There are many technical benefits and technical solutions according to one or more embodiments. As one aspect, this avoids a cache destage overrun in which the cache might lose content at the edge device resulting in data loss. One or more embodiments provide faster data transmission during the emergency, because less data needs to be transferred over the network (i.e., only blocks of data 272 are transferred while additional blocks of data 270 are not transferred), thereby making the transfer faster. One or more embodiments provide better resource utilization and network performance over the network, because at the time of the emergency cache destage, other processes are halted since this is considered the most important task for the edge device before it shuts down. Accordingly, computer resources are free to be utilized for a faster cache destage completion.
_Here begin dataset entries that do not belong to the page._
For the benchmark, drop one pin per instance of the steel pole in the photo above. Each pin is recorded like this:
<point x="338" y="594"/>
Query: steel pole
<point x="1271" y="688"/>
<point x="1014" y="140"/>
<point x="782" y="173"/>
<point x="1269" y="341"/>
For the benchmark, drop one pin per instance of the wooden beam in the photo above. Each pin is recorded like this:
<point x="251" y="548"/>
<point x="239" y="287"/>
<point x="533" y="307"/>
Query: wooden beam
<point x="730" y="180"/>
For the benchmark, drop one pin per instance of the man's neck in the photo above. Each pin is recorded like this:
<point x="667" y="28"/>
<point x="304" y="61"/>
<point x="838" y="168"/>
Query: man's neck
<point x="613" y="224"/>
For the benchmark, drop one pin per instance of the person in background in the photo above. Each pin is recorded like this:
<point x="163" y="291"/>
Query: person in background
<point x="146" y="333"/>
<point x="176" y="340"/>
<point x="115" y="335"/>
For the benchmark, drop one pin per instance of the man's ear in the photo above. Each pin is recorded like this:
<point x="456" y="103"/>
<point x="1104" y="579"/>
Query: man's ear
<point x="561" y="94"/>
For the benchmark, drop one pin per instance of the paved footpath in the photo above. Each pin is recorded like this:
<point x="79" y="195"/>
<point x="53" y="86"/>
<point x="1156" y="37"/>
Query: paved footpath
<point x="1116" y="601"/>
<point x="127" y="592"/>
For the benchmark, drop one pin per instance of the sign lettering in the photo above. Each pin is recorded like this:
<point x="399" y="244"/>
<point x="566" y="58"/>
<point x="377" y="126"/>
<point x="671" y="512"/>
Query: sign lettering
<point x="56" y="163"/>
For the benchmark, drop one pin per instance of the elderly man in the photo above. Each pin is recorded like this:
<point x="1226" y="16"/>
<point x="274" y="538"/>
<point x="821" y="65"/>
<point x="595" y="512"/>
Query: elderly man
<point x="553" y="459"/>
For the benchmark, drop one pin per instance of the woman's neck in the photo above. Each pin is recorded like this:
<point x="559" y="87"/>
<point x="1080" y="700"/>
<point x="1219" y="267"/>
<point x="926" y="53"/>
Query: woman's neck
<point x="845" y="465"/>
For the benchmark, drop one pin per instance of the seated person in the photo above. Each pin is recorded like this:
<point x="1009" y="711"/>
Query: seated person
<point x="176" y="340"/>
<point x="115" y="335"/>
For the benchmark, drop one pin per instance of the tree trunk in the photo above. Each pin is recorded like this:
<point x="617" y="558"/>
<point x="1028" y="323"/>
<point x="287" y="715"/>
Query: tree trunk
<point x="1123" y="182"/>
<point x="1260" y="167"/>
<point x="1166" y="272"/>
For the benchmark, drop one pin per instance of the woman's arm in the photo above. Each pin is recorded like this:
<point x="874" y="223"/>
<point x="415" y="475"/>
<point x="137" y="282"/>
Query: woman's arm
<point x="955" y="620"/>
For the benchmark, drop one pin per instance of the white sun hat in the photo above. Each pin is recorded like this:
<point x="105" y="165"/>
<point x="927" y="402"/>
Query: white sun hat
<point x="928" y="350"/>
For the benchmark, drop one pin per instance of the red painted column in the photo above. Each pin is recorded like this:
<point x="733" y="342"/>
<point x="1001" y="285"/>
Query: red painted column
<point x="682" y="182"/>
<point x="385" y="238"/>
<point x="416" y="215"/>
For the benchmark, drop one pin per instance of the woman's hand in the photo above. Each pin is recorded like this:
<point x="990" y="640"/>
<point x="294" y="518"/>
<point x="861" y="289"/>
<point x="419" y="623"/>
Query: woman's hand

FIGS. 3A and 3B depict an example operational flow 300 for improved traffic management during an emergency destage of data in an edge device to a target device/system (i.e., the public cloud) according to one or more embodiments.


Referring to FIG. 3A, at block 302, the data storage engine 250 is initialized to handle data requests (e.g., READ/WRITE requests) from edge devices via internet based network protocols such as TCP/IP, ISCSI, iWARP, remote direct memory access (RMDA) over convergenced ethernet (RoCE), etc. The data storage engine 250 collects the information about the customer data volumes 256 mapped to the edge devices 202, including their capacity and provisioning details. This information is classified into read and write data issued by the application (e.g., of application services 232) in recent cycles on the customer data volumes 256. The reconstruction capabilities are defined based on the write orientation of the data.


At block 304, when deduplicated space in the customer data volume 256 is allocated/assigned to the edge device 202, the data storage engine 250 updates the metadata map 220A of the customer data volume 256 corresponding to the edge cache 210 of the edge device 202 including the device entity such as the unique iSCSI qualified name (IQN) and/or the NVMe qualified name (NQN) for the edge device 202. Also, the lists of Universally Unique IDentifiers (UUIDs) for edge devices are updated to indicate that the edge devices are for deduplication optimization.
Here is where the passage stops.